Y eso a pesar de que para innovar no es necesario mucho dinero, aunque no es sencillo y sí se necesitan recursos. Como ya he dicho la innovación no tiene que ser de producto ni utilizar la tecnología. Es perfectamente posible trabajar la innovación del modelo de negocio, mejorando nuestra capacidad de acceder al mercado de una manera más sólida y atractiva para el cliente.

Esta idea de que para innovar hace falta mucho dinero puede paralizar en ocasiones a las empresas, que no se ven con capacidad de trabajar más allá de la innovación en producto, bien por desconocimiento, bien por convencimiento.

9.-No pensar en el cliente a la hora de innovar.

La innovación ha de partir y llegar al cliente o no tiene sentido. El problema es que en muchas ocasiones el cliente no da la información adecuada o nosotros no somos capaces de interpretarla. Mirarse el ombligo a la hora de innovar obliga a crear una necesidad que posiblemente el mercado no tenía. No se innova para crear necesidades, se innova para resolver problemas. Es cierto que se puede innovar en procesos o en gestión interna, pero creo que incluso en estos casos se ha de buscar un beneficio para el cliente, porque eso nos va a dar una ventaja competitiva en el mercado.

10.-No pensar en el equipo a la hora de innovar.

La innovación tiene un problema, que se ha de ejecutar, y a veces nos montamos castillos en el aire pensando que vamos a desarrollar un proyecto muy innovador y luego no tenemos recursos para ejecutarlo. O peor, iniciamos procesos de innovación con expectativas que no se corresponden con las capacidades de nuestro equipo, ya sea porque lo sobrevaloramos y buscamos resultados inalcanzables o porque los minusvaloramos y no somos capaces de sacar el máximo partido de ese equipo.

La innovación la hacen las personas, los equipos los componen personas. Es una relación obvia.

11.-Innovar desde los propios recursos.

Para terminar, por ahora, hay una limitación autoimpuesta por muchas empresas y también por muchas PYMEs, pensar que sólo se puede innovar con los recursos propios.
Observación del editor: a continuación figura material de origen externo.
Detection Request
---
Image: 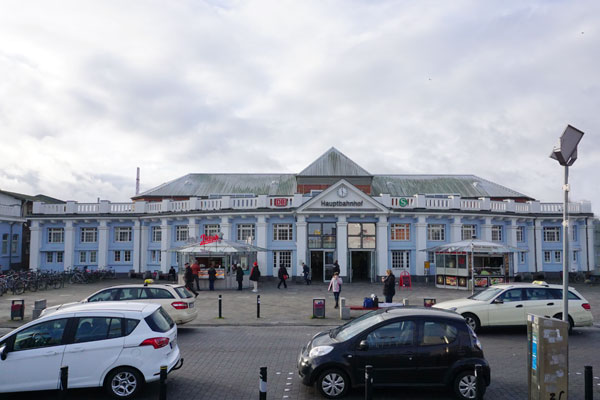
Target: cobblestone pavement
[0,281,600,400]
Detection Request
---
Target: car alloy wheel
[318,370,348,399]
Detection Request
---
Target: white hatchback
[434,282,594,331]
[42,284,198,325]
[0,302,183,399]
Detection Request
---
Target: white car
[434,282,594,331]
[42,284,198,325]
[0,302,183,399]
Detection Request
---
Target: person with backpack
[327,272,342,308]
[250,261,260,293]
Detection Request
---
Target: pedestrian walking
[302,263,310,285]
[381,269,396,303]
[277,265,289,289]
[192,260,200,291]
[208,265,217,290]
[250,261,260,293]
[327,272,342,308]
[235,265,244,290]
[183,263,198,297]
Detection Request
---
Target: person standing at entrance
[192,260,200,291]
[250,261,260,293]
[333,260,341,275]
[327,272,342,308]
[381,269,396,303]
[208,265,217,290]
[302,263,310,285]
[235,265,244,290]
[277,265,289,289]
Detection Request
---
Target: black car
[298,307,490,399]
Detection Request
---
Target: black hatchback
[298,307,490,399]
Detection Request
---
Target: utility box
[527,314,569,400]
[313,299,325,318]
[10,299,25,320]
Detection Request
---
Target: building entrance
[350,251,375,282]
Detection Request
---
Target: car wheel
[317,369,350,399]
[104,367,144,399]
[552,313,575,334]
[454,371,486,400]
[462,313,481,332]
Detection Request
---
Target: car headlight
[308,346,333,358]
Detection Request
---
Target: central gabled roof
[298,147,371,176]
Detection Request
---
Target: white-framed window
[554,251,562,262]
[273,251,292,274]
[427,224,446,242]
[48,228,65,243]
[175,225,190,242]
[492,225,502,242]
[517,226,525,242]
[273,224,293,240]
[152,226,162,242]
[390,224,410,241]
[544,226,560,242]
[392,250,410,269]
[204,224,221,236]
[238,224,254,242]
[80,228,98,243]
[115,226,131,242]
[461,225,477,240]
[544,251,552,263]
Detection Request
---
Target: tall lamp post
[550,125,583,323]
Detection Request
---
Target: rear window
[175,286,193,299]
[144,307,175,332]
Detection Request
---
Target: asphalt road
[0,326,600,400]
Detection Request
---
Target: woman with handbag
[277,265,289,289]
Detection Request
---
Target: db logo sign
[273,198,288,207]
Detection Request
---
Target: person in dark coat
[250,261,260,293]
[381,269,396,303]
[208,265,217,290]
[277,265,289,289]
[235,265,244,290]
[302,263,310,285]
[183,263,198,297]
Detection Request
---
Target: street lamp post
[550,125,583,323]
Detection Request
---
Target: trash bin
[10,299,25,320]
[313,299,325,318]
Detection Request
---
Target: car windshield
[330,311,383,341]
[469,287,503,301]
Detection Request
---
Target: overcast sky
[0,0,600,212]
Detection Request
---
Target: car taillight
[140,338,169,349]
[171,301,189,310]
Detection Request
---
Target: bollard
[256,294,260,318]
[158,365,167,400]
[219,295,223,318]
[584,365,594,400]
[365,365,373,400]
[258,368,267,400]
[475,364,485,400]
[58,367,69,400]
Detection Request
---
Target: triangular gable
[298,147,371,176]
[296,179,389,214]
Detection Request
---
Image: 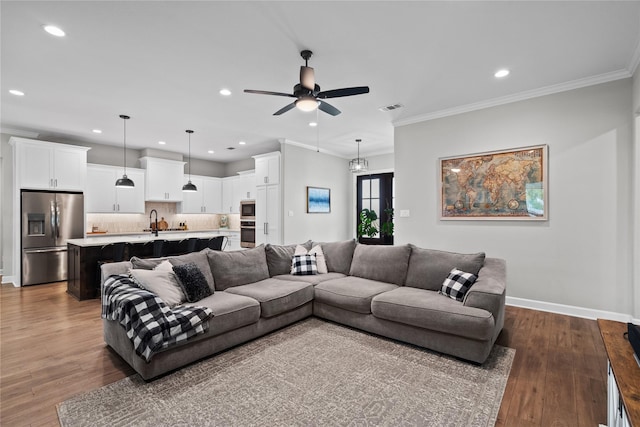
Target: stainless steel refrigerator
[21,190,84,286]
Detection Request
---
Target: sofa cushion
[291,254,318,276]
[167,248,215,292]
[404,245,485,291]
[315,276,397,314]
[264,241,311,277]
[225,279,313,317]
[207,245,270,291]
[372,286,494,340]
[349,244,410,286]
[312,239,356,274]
[173,262,213,302]
[440,268,478,301]
[273,272,345,286]
[185,292,260,335]
[129,269,186,307]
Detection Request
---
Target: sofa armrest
[464,258,507,325]
[100,261,132,298]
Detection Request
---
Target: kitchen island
[67,229,239,301]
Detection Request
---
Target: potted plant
[357,209,378,243]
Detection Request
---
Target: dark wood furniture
[598,319,640,427]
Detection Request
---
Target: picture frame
[438,145,549,221]
[307,187,331,213]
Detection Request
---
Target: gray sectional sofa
[102,240,506,380]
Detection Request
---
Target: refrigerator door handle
[50,200,56,239]
[56,202,60,239]
[24,246,67,254]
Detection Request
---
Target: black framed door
[356,172,395,245]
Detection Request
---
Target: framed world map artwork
[440,145,549,221]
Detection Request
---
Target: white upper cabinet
[140,157,186,202]
[179,175,222,214]
[9,137,89,191]
[253,151,280,185]
[84,164,144,213]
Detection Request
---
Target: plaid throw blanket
[102,275,213,362]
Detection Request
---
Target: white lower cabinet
[84,164,145,213]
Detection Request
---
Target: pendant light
[116,114,135,188]
[349,139,369,173]
[182,129,198,193]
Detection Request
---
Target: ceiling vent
[378,104,404,111]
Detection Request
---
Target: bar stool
[178,237,200,253]
[207,236,224,251]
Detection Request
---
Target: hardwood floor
[0,282,606,427]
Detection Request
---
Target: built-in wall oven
[240,200,256,221]
[240,220,256,248]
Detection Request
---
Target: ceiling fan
[244,50,369,116]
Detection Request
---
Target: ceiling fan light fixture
[296,96,320,113]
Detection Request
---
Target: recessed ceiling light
[44,25,65,37]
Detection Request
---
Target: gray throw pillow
[349,244,412,286]
[173,262,213,302]
[168,248,215,292]
[207,245,270,291]
[311,239,356,275]
[129,269,186,307]
[405,245,485,291]
[264,240,311,277]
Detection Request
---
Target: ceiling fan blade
[300,65,316,91]
[273,102,296,116]
[318,86,369,99]
[244,89,296,98]
[318,101,340,116]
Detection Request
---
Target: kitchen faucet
[149,209,158,237]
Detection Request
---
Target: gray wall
[280,143,351,244]
[395,79,638,316]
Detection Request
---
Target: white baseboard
[506,297,640,324]
[2,276,19,288]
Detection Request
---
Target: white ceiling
[0,1,640,162]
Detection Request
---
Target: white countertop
[67,229,239,247]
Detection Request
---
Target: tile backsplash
[86,202,240,233]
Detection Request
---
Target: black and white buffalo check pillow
[440,268,478,301]
[291,254,318,276]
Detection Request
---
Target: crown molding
[0,127,40,139]
[392,69,640,127]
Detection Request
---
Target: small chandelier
[349,139,369,173]
[182,129,198,193]
[116,114,135,188]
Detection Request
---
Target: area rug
[58,318,515,427]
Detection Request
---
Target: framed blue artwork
[307,187,331,213]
Conceptos como innovación abierta, coopetición o economía colaborativa parece que no forman parte del diccionario de muchas empresas. No digo que deban utilizar estos modelos, pero sí sería interesante conocerlos y ver si pueden ser útiles para ellas. La innovación ya no necesita ser gestionada por los recursos propios, podemos y debemos integrar recursos externos en nuestros procesos para mejorar y aumentar nuestras capacidades de innovación. Las PYMEs ya no tienen excusas para no innovar por falta de recursos.

Estos son algunos de los problemas que, desde mi modesta opinión, encuentran y tienen las PYMEs a la hora de innovar. En muchos casos no es falta de recursos, sino de voluntad y conocimiento. Creo que es urgente un cambio de mentalidad potenciando un modelo de gestión en el que la innovación forme parte del día a día y no sea una excepción puntual dentro de la empresa, de modo que ni se entiende ni se le da importancia.